It is real, but it comes with a tremednous price.  An MT figthers career is very short and then thier legs are crippled.

The shin conditioning - that starts off with some lighter thumping and then builds up to kicking trees, etc., kills nerved, fractures the bone and all sorts of not good things.


----------



## tradrockrat (Jun 24, 2006)

there is absolutely no reason to condition your shins like a MT fighter unless you want to be a MT fighter - it is an intentional sacrifice of your health to achieve a greater chance of winning a sport.  It has nothing to do with a well rounded, long lasting benifit to a Martial Artist.  While I was kickboxing competitively, I never did any specific "shin conditioning" exercises.  Running and training kicks (thai kicking shields)were all I counted on to toughen my legs for compitition because I had no desire to be a professional or be hobbled for the rest of my life - a virtual guarantee if you go pro.


----------



## still learning (Jun 25, 2006)

Hello, There are a few guys in our home town...that learn to kick each other shins...today there shins are all black and blue from hitting the shins on a regular basis....they feel no pain if you hit it with a hammer....they are also in the twentys......

When they get alot older....they will pay for it..in pain and suffering, but that's the way their Dad taught them.

If make sense kicking bags to toughen the shins and proper diet and leg excerises.

If you are going into kicking boxing or thai boxing...and very young...you can risk it to toughen your shins.

We roll coke bottles on the shins, sometimes hitting the shins with bottle to toughen/facture the shins..let it heal..crack them more and let the bones rebuild..same theory when you brake bones..they become stronger/thicker...I think?   We do not do this anymore...it really hurts..

When young..body is tough...heal faster....when you hit the 50's and up...you will pay for all the damages to have done to your body...toughen the hands,shins, and so on....Aloha

PS: Remember...the head needs the most protection....the body can take alot of punishment...you head cannot.......Aloha


----------



## DeLamar.J (Jun 26, 2006)

I condition my shins by doing drills. There are all types of good kicking drills you can do with a partner. The best way to condition your body is with another body. For your arms do 3 star drills, and for your shins you can do pendulum kicks. Or blocking drills. Have your friend kick at you and then go shin on shin.


----------



## Jimi (Jun 26, 2006)

Still Learning, Thanks for your input, I used to do the coke bottle thing years ago as well. As a side note, that is the old style coke bottle, tall glass bottle with the rounded divits, they simulate a light kank to the shin. If a bone is stressed enough it can rebuild so to speak and be more dense and hard. It is not an absolute and many women in MT nowa days do not want the bumpy shins. I am not concerned about how shapely my legs are , just that they are healthy enough to get me around. Going shin to shin is not something I personaly look to anymore. PEACE


----------



## BUAKAWFAN808 (May 27, 2007)

The Easiest Way to kill your nerves on your shin is to grab a dough roller and run it up and down your shin (the bone part) or the ram your shin to another persons shin, but i'd go with the dough roller.

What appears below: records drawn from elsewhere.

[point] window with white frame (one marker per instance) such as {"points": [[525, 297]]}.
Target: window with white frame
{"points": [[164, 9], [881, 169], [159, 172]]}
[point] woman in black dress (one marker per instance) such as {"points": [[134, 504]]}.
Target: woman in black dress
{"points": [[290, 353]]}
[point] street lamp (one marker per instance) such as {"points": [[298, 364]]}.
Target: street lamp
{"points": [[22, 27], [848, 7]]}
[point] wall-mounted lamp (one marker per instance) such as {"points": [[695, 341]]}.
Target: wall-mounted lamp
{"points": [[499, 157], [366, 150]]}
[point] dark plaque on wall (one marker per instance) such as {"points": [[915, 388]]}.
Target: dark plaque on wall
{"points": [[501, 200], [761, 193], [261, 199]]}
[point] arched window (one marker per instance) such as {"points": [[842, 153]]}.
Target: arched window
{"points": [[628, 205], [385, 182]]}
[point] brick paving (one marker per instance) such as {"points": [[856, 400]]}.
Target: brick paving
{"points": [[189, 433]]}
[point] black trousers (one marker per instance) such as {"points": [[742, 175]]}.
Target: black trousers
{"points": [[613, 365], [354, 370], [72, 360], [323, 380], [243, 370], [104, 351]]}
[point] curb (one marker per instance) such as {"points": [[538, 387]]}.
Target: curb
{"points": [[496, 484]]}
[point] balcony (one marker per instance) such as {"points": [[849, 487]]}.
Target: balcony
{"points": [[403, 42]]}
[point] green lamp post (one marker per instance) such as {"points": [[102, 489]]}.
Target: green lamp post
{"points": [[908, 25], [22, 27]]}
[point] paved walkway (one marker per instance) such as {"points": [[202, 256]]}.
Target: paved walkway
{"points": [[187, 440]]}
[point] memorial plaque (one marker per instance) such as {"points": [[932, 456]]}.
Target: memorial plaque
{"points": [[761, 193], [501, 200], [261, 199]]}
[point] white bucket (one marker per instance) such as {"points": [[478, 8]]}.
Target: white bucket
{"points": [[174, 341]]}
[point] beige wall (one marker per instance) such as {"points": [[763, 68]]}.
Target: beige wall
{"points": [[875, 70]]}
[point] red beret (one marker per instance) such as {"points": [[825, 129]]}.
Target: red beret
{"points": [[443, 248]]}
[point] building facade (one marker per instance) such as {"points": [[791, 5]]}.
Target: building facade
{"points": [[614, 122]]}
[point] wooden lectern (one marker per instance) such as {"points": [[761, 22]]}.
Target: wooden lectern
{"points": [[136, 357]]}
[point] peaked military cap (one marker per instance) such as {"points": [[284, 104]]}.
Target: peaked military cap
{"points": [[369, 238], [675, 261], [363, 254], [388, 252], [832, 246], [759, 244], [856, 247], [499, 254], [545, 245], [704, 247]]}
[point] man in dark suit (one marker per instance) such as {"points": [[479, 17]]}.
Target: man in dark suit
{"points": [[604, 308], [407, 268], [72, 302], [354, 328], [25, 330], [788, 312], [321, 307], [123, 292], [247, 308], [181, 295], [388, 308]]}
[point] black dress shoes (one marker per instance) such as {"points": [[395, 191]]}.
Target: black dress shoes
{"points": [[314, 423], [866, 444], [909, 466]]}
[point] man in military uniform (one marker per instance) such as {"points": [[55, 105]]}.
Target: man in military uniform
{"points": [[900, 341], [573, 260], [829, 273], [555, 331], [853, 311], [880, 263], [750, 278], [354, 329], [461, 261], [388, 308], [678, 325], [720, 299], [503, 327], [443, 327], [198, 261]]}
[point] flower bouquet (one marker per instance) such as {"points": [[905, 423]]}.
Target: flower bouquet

its only a suggestion because it worked for me.
	

	
	
		
		

		
			





GOOD LUCK FRIEND!


----------



## Em MacIntosh (May 27, 2007)

I used to do "shin sets"sort of like forearm sets. (soto uke, gidan barai, uchi uke).  You and a training partner connect shins in a similar manner and you build up as you go.  High, low, high (or low, high, low) without dropping the leg, then switch sides.  I liked them because they were fun, and you could go harder or lighter as you wanted and that it simulated connecting shins when sparring.


----------